Download

AC distribution system revealed – Part 2

by asdf14396

In the previous post, I talked about how the distribution system in Anniversary Crystal came to be, and how it was developed. In the meantime, yet another Pokémon has been distributed. And so, the time has come to talk about…

Part 2: The data

For every Pokémon we intended to distribute, we had to determine the exact data it would contain. The distribution sets consist of sixteen Pokémon from our previous runs and four made-up ones; these were handled differently.

When it came to Pokémon from previous runs, our goal was clear: reconstruct the originals as closely as possible. This required some data diving, going through old saves, and reading the data off hexadecimal dumps. The distributed Pokémon aren’t exact copies of the originals, but they get as close as it was reasonable to achieve. Two instances where this imperfection is visible are experience points (any distributed Pokémon only has enough experience to reach the level they are at, while the originals could have made some progress towards the next level) and damage (Pokémon are distributed fully healed, with full HP, no status conditions, and full PP for all moves).

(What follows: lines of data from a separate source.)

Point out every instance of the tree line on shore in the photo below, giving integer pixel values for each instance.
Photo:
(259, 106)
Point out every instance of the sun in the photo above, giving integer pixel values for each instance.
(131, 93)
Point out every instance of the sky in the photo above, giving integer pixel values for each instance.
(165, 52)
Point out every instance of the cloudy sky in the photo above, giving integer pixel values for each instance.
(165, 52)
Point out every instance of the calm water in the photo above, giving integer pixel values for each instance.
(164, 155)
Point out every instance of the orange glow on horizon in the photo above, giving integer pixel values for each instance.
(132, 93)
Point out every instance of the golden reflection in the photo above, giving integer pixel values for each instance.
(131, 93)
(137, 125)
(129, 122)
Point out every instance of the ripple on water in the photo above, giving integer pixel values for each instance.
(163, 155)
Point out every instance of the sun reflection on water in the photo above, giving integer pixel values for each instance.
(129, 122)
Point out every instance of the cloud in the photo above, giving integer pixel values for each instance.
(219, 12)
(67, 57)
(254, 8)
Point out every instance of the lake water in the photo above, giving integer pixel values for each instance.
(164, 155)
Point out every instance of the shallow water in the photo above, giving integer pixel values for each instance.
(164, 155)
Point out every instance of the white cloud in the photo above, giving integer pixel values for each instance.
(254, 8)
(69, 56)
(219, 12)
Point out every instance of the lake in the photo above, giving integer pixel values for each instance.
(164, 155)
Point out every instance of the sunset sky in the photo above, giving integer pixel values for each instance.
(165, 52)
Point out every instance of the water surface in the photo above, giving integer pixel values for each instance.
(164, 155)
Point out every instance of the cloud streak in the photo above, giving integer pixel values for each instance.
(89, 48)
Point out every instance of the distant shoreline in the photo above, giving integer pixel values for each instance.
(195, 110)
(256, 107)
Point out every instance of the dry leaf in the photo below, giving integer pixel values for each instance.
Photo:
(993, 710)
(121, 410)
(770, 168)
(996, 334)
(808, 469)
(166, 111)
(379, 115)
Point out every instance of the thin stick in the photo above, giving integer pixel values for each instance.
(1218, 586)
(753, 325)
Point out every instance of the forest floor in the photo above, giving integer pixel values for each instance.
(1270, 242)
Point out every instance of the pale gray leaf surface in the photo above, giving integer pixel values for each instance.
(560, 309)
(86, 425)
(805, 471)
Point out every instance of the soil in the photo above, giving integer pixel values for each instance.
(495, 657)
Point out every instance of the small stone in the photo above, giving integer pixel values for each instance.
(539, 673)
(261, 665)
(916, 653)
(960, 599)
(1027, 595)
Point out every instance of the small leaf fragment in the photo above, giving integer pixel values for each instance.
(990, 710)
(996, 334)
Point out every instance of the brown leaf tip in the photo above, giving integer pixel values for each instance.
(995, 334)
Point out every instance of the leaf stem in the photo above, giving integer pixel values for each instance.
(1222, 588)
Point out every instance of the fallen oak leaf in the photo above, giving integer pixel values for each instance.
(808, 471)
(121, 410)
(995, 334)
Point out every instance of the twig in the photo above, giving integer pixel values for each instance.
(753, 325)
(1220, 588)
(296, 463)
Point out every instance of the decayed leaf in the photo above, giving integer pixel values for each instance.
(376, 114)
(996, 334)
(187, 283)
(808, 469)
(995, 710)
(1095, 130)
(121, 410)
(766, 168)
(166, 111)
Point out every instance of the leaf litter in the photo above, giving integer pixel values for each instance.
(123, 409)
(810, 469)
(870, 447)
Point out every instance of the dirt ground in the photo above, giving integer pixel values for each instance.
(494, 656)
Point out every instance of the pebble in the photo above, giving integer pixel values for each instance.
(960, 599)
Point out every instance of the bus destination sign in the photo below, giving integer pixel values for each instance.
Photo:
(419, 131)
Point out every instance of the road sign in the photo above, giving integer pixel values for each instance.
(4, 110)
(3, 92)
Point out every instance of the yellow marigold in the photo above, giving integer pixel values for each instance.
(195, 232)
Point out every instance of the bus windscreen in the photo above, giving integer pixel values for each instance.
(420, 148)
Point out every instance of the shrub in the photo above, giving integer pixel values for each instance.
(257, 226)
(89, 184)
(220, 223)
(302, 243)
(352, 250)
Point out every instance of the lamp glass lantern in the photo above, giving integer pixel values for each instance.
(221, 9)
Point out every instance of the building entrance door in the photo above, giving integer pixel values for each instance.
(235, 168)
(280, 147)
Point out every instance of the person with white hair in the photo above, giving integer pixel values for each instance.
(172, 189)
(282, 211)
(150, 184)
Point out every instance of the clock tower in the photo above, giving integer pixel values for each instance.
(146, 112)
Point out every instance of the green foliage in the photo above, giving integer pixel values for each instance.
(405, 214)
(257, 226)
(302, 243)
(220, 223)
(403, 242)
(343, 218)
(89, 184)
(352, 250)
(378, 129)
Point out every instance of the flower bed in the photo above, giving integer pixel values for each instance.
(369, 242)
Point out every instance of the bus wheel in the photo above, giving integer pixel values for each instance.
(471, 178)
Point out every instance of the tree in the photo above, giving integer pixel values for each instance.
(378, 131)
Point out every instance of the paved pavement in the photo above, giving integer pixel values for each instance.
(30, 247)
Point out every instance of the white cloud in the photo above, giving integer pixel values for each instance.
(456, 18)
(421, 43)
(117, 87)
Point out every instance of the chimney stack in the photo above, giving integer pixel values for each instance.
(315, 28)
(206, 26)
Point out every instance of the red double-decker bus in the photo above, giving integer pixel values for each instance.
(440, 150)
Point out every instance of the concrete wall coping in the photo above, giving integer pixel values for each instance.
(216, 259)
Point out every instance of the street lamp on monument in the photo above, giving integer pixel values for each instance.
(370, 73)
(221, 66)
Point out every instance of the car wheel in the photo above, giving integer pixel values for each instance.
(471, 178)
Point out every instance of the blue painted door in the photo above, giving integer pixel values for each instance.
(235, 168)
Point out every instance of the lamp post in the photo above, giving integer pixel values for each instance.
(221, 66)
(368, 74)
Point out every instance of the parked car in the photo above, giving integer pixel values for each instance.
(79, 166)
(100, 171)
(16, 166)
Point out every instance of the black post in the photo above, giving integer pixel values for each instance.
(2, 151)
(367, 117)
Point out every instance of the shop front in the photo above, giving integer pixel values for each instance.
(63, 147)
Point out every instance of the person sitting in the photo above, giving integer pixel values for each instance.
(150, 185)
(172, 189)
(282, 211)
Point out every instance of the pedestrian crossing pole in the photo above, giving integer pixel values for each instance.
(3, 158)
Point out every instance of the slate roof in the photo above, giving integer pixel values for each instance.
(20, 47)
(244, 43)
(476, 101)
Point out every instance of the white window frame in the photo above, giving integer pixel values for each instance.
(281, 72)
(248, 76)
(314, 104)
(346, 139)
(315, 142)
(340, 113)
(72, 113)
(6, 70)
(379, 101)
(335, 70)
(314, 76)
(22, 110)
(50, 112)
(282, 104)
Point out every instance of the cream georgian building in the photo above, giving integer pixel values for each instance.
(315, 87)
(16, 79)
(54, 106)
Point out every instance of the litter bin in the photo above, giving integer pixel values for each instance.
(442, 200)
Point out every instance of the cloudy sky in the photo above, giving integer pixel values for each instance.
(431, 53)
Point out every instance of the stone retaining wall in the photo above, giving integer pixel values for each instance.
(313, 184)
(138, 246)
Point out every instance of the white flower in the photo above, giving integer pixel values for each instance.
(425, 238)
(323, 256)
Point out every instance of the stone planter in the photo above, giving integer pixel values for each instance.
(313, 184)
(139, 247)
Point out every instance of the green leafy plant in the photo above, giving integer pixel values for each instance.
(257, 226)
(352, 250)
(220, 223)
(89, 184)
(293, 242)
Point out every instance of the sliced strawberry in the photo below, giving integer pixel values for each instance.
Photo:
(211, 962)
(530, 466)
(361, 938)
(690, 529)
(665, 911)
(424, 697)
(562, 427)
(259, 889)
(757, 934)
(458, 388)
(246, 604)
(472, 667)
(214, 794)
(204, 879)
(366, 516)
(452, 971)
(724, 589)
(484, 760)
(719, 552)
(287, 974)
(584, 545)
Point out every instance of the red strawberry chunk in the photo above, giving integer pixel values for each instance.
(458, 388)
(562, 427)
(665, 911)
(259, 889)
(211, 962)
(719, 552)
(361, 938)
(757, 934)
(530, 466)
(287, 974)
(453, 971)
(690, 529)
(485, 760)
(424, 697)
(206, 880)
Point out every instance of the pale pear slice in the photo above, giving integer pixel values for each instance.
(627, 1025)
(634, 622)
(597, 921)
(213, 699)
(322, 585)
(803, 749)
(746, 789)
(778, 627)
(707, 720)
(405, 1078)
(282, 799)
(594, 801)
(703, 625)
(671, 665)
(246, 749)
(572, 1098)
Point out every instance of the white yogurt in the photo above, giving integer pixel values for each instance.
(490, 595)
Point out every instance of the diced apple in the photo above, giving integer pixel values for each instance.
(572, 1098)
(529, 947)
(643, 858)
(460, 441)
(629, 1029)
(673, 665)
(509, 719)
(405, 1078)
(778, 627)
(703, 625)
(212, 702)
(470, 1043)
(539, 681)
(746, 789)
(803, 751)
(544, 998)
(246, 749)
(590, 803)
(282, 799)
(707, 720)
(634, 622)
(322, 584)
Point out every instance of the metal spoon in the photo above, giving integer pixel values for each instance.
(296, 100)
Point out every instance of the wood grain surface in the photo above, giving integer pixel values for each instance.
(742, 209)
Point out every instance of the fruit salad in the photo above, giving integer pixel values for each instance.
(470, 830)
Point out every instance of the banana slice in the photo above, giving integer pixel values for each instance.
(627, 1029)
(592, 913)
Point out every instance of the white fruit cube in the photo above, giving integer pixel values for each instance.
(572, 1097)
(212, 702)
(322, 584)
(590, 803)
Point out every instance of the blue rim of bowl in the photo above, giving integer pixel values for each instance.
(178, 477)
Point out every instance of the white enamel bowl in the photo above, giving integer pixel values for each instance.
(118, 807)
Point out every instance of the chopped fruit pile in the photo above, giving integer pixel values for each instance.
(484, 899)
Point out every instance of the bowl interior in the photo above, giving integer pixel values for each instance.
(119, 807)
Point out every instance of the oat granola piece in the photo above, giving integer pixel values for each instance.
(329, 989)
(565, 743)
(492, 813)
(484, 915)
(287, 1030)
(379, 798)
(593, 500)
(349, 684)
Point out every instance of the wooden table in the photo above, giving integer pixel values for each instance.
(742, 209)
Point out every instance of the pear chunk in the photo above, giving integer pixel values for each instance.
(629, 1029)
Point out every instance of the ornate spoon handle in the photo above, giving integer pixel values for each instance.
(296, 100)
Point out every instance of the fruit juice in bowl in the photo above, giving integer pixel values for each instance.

It is instructive at this point to describe the data that is stored in the distribution system. Every Pokémon is stored as a custom encrypted 42-byte data structure, from which the game rebuilds the full data for the Pokémon when the player enters a distribution code. The first 8 bytes are related to the passwords; the remaining 34 (before encryption) are as follows:

  • Species: 1 byte
  • Held item: 1 byte
  • Moves: 1 byte each (4 total)
  • OT ID: 2 bytes (big-endian)
  • DVs: 2 bytes (in the usual format)
  • Level: 1 byte
  • OT name: 11 bytes (terminated with $50)
  • Nickname: 11 bytes (terminated with $50)
  • Flags: 1 byte (usually zero, more on this later)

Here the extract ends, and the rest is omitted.